Environment map lighting via prefiltered cubemaps is very popular in realtime CG.

The basics are well known:

  1. Generate a cubemap of your environment radiance (a probe, even offline or in realtime).
  2. Blur it with a cosine hemisphere kernel for diffuse lighting (irradiance) and with a number of phong lobes of varying exponent for specular. The various convolutions for phong are stored in the mip chain of the cubemap, with rougher exponents placed in the coarser mips.
  3. At runtime we fetch the diffuse cube using the surface normal and the specular cube using the reflection vector, forcing the latter fetch to happen at a mip corresponding to the material roughness.
Many engines stop at that, but a few extensions emerged (somewhat) recently:
Especially the last extension allowed a huge leap in quality and applicability, it's so nifty it's worth explaining a second.

The problem with Cook-Torrance BRDFs is that they depend from three functions: a distribution function that depends on N.H, a shadowing function that depends on N.H, N.L and N.V and the Fresnel function that depends on N.V.

While we know we can somehow solve functions that depend on N.H by fetching a prefiltered cube in the reflection direction (not really the same, but the same different that there is between the Phong and Blinn specular models), if something depends on N.V it would add another dimension to the preintegrated solution (requiring an array of cubemaps) and we completely wouldn't know what to do with N.L as we don't have a single light vector in environment lighting.

The cleverness of the solution that was found can be explained by observing the BRDF and how its shape changes when manipulating the Fresnel and shadowing components.
You should notice that the BRDF shape, thus the filtering kernel on the environment map, is mostly determined by the distribution function, that we know how to tackle. The other two components don't change much of the shape but scale it and "shift" it away from the H vector. 

So we can imagine an approximation that integrates the distribution function with a preconvolved cubemap mip pyramid, and the other components are somehow relegated into a scaling component by preintegrating them against an all-white cubemap, ignoring specifically how the lighting is distributed. 
And this is the main extension we employ today, we correct the cubemap that has been preintegrated only with the distribution lobe with a (very clever) biasing factor.

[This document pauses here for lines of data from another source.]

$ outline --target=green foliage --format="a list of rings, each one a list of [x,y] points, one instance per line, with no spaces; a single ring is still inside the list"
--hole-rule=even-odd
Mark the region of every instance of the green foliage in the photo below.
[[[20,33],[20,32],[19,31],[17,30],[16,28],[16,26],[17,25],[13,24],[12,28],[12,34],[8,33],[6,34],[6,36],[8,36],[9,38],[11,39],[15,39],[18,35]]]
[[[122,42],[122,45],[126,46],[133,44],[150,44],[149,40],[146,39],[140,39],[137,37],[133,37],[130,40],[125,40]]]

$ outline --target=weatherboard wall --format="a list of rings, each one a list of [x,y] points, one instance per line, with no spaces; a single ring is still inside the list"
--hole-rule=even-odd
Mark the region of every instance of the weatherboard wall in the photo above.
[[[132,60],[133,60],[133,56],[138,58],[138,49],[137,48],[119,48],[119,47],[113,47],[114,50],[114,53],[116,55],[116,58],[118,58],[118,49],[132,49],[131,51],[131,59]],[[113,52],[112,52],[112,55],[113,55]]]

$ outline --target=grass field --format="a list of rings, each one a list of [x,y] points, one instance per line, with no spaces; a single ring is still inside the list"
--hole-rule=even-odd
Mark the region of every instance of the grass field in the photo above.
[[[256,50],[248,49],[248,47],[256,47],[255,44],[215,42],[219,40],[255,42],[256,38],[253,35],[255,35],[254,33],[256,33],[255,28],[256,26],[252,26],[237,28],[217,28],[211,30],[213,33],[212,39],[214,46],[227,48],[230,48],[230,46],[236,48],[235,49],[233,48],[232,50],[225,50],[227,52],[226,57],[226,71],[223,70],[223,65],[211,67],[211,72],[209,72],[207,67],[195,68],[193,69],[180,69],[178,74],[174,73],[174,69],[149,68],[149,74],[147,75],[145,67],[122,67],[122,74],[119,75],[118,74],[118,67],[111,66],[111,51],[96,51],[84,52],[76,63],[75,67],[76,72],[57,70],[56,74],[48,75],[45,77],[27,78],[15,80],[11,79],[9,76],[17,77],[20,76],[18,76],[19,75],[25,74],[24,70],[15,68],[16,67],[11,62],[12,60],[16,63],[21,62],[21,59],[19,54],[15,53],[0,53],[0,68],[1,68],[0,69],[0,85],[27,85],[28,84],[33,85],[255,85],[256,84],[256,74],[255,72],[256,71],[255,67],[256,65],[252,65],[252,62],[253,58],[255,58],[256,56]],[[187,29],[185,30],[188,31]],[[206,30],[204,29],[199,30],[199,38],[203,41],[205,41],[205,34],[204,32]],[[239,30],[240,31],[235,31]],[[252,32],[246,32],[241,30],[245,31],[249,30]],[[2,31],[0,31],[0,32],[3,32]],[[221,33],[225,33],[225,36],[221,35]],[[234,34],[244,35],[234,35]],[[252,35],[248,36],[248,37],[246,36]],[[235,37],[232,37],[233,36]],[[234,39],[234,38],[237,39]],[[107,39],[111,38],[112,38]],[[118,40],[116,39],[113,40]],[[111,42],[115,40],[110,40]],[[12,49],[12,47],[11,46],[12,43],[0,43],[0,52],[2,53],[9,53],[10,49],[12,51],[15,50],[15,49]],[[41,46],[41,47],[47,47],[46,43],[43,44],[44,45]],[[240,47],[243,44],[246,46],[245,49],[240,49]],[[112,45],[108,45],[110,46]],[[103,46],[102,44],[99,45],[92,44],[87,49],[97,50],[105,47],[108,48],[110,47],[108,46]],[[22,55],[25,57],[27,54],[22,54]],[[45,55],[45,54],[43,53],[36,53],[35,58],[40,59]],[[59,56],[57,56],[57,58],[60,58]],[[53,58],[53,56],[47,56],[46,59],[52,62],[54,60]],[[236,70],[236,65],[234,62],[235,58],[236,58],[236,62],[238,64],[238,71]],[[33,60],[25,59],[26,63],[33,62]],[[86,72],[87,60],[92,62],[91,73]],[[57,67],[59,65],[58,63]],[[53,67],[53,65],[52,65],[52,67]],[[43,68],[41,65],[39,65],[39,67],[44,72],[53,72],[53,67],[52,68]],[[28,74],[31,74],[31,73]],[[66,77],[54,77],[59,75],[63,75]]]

All good, and works, but now, is all this -right-? Obviously not! I won't offer (just yet) solutions here but can you count the ways we're wrong?
  1. First and foremost the reflection vector is not the half-vector, obviously.
    • The preconvolved BRDF expresses a radially symmetric lobe around the reflection vector, but an half-vector BRDF is not radially symmetric at grazing angles (when H!=N), it becomes stretched.
    • It's also different from the its reflection-vector based one when R=H=N but there it can be adjusted with a simple constant roughness modification (just remember to do it!).
  2. As we said, Cook-Torrance is not based only on an half-vector lobe. 
    • We have a solution that works well but it's based only on a bias, and while that accounts for the biggest difference between using only the distribution and using the full CT formulation, it's not the only difference.
    • Fresnel and shadowing also "push" the BRDF lobe so it doesn't reach its peak value on the reflection direction.
  3. If we bake lighting from points close enough that perspective matters, then discarding position dependence is wrong. 
    • It's true that perceptually is hard for us to judge where lighting comes from when we see a specular highlight (good!) but for reflections of nearby objects the error can be easy to spot. 
    • We can employ warping as we mentioned, but then the preconvolution is warped as well.
    • If for example we warp the cubemap by considering it representing light from a box placed in the scene, what we should do is to trace the BRDF against the box and see how it projects onto it. That projection won't be a radially symmetric filtering kernel in most cases.
    • In the "box" localized environment map scenario the problem is closely related to texture card area lights.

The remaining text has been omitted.